To assess the patients’ functional status self estimated scores, and hop-tests were used. Neither of these methods alone may be adequate to fully assess the patients’ knee status since they may capture different aspects of physical performance and function [13]. We chose not to use instability episodes as a single measurement of outcome. In our opinion, a functional test like the hop-test has advantages over registration of the number or occurrence of instability episodes, which may be another way to estimate success of treatment. A patient with instability may learn to avoid these events by modification of his or her activity, and thus the absence of instability episodes is not equal to good knee function. This may be captured using self-estimated scores or functional test like hop tests.
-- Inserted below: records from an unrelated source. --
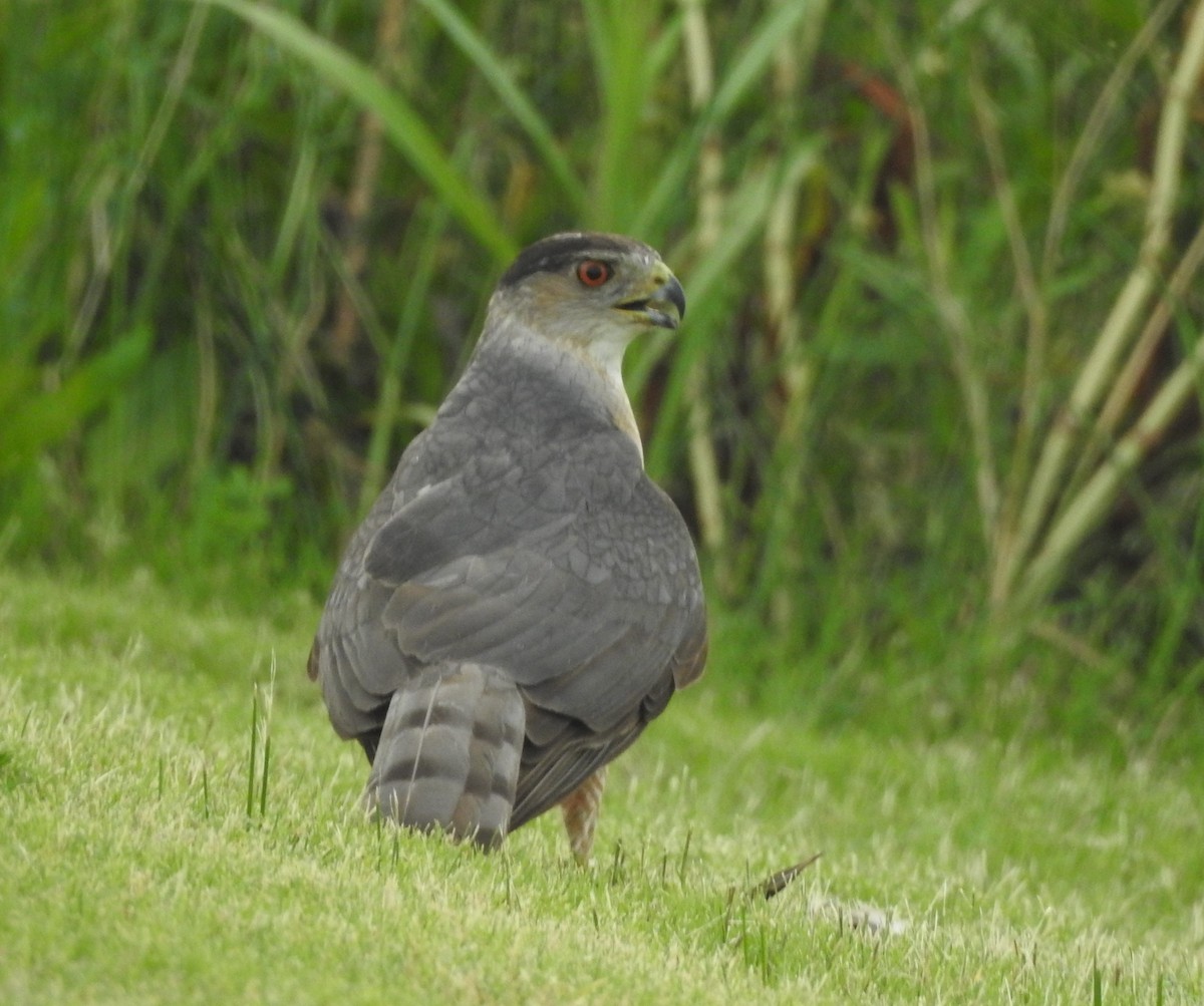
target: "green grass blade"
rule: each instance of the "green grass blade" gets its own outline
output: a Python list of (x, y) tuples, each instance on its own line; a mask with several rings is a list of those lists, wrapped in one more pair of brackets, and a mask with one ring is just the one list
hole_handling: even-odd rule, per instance
[(366, 66), (317, 35), (296, 18), (250, 0), (194, 0), (237, 14), (293, 55), (308, 64), (384, 125), (397, 150), (452, 208), (456, 218), (498, 262), (513, 258), (514, 242), (489, 202), (455, 168), (421, 116), (400, 94), (389, 90)]
[(430, 14), (439, 23), (448, 37), (460, 47), (460, 51), (472, 60), (494, 93), (509, 110), (514, 120), (523, 128), (539, 156), (543, 158), (565, 196), (572, 203), (573, 212), (582, 214), (586, 207), (585, 185), (561, 153), (556, 137), (553, 136), (547, 120), (527, 100), (526, 95), (514, 83), (509, 71), (497, 58), (489, 43), (477, 34), (468, 20), (447, 0), (421, 0)]

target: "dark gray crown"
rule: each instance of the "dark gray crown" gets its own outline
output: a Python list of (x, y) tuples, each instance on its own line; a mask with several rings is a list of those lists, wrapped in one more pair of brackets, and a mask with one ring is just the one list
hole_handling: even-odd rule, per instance
[(580, 259), (616, 259), (637, 249), (655, 254), (641, 242), (619, 235), (595, 231), (555, 233), (524, 248), (502, 273), (497, 288), (513, 286), (537, 272), (560, 272)]

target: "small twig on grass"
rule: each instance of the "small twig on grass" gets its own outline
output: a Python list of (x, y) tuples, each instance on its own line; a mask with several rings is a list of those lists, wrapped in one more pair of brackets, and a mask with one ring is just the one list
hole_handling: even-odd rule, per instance
[(824, 853), (816, 852), (813, 856), (808, 856), (805, 859), (799, 860), (793, 866), (787, 866), (785, 870), (778, 870), (778, 872), (772, 874), (759, 887), (752, 888), (751, 894), (762, 895), (767, 901), (781, 894), (790, 883), (797, 877), (803, 870), (810, 866), (816, 859), (819, 859)]

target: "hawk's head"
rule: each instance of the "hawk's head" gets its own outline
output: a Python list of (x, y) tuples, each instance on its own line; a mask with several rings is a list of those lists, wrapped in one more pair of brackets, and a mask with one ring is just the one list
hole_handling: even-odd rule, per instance
[(519, 254), (489, 304), (486, 337), (514, 326), (578, 353), (607, 369), (648, 329), (677, 329), (685, 292), (661, 256), (630, 237), (557, 233)]

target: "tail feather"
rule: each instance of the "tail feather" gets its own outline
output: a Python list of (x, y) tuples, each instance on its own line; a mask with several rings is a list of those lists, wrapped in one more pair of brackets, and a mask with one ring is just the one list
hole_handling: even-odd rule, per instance
[(514, 682), (483, 664), (438, 664), (396, 692), (365, 799), (409, 828), (501, 844), (526, 712)]

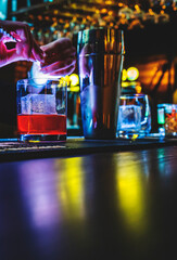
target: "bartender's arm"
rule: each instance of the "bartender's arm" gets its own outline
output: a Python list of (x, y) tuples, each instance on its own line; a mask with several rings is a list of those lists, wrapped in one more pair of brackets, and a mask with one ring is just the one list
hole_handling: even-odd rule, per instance
[[(15, 42), (8, 50), (7, 42)], [(43, 61), (43, 51), (33, 38), (26, 23), (0, 21), (0, 67), (16, 61)]]
[[(16, 61), (38, 61), (46, 75), (61, 77), (74, 70), (76, 51), (69, 39), (62, 38), (39, 47), (25, 23), (0, 21), (0, 67)], [(8, 50), (5, 43), (10, 41), (16, 43), (15, 48)]]

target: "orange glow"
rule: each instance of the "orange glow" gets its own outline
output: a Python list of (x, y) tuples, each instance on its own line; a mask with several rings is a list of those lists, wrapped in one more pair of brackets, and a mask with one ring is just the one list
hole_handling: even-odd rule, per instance
[(138, 4), (135, 5), (135, 9), (136, 9), (137, 11), (140, 11), (140, 8), (139, 8)]
[(113, 15), (113, 11), (109, 11), (109, 15)]
[(106, 9), (102, 9), (102, 10), (101, 10), (101, 13), (106, 13), (106, 12), (108, 12)]
[(119, 6), (119, 8), (123, 8), (123, 6), (124, 6), (124, 3), (118, 3), (118, 6)]
[(53, 14), (58, 14), (58, 13), (59, 13), (59, 11), (58, 11), (58, 10), (54, 10), (54, 11), (53, 11)]
[(105, 4), (113, 4), (113, 2), (112, 1), (105, 1)]

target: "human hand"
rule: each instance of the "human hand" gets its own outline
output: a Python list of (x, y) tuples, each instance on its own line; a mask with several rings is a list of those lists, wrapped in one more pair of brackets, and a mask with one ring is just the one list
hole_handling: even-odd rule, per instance
[(61, 38), (41, 47), (45, 62), (40, 72), (46, 75), (63, 77), (72, 74), (76, 65), (76, 49), (68, 38)]
[[(27, 24), (0, 21), (0, 27), (12, 36), (0, 32), (0, 67), (16, 61), (43, 61), (43, 51), (34, 40)], [(16, 42), (15, 48), (8, 50), (5, 43), (11, 41)]]

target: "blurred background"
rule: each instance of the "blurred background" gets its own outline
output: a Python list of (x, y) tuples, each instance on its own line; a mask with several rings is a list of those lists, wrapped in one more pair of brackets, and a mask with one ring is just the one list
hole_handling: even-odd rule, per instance
[[(177, 103), (177, 0), (0, 0), (0, 20), (28, 23), (38, 44), (62, 37), (75, 42), (79, 30), (124, 30), (123, 91), (149, 95), (152, 132), (156, 106)], [(0, 68), (0, 136), (16, 135), (15, 86), (27, 77), (29, 62)], [(68, 134), (81, 134), (78, 68), (67, 77)]]

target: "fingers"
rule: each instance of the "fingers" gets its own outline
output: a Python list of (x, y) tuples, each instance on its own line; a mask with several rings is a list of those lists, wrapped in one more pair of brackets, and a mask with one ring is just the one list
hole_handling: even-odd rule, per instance
[(67, 68), (64, 68), (64, 69), (61, 69), (61, 70), (50, 74), (50, 76), (64, 77), (66, 75), (72, 74), (74, 70), (75, 70), (75, 65), (71, 65)]
[(74, 57), (75, 55), (76, 55), (76, 49), (74, 47), (72, 47), (71, 49), (66, 49), (60, 53), (53, 53), (53, 55), (50, 55), (50, 56), (46, 55), (45, 62), (41, 63), (41, 67), (46, 67), (58, 61), (64, 61), (67, 57)]
[(43, 74), (52, 74), (52, 73), (58, 74), (62, 69), (67, 69), (69, 66), (75, 66), (75, 64), (76, 64), (76, 58), (68, 57), (64, 61), (59, 61), (49, 66), (46, 66), (46, 67), (41, 68), (40, 72)]
[(41, 47), (41, 49), (49, 56), (52, 53), (60, 53), (60, 52), (63, 52), (64, 50), (71, 49), (71, 48), (72, 48), (72, 41), (68, 38), (61, 38), (59, 40), (55, 40), (53, 42), (50, 42), (50, 43)]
For estimation of subjective estimation of extremity function, a VAS graded from 0 to 100 mm was used, whereby 0 was as if the knee had been recently injured and 100 was perfect [32] that is, higher values indicate better function. The VAS has been shown to be a valid and reliable measure of function in patients with knee injuries [14], to highly correlate with functional status [11] and to identify patients with good function, and those with poor function [11, 36].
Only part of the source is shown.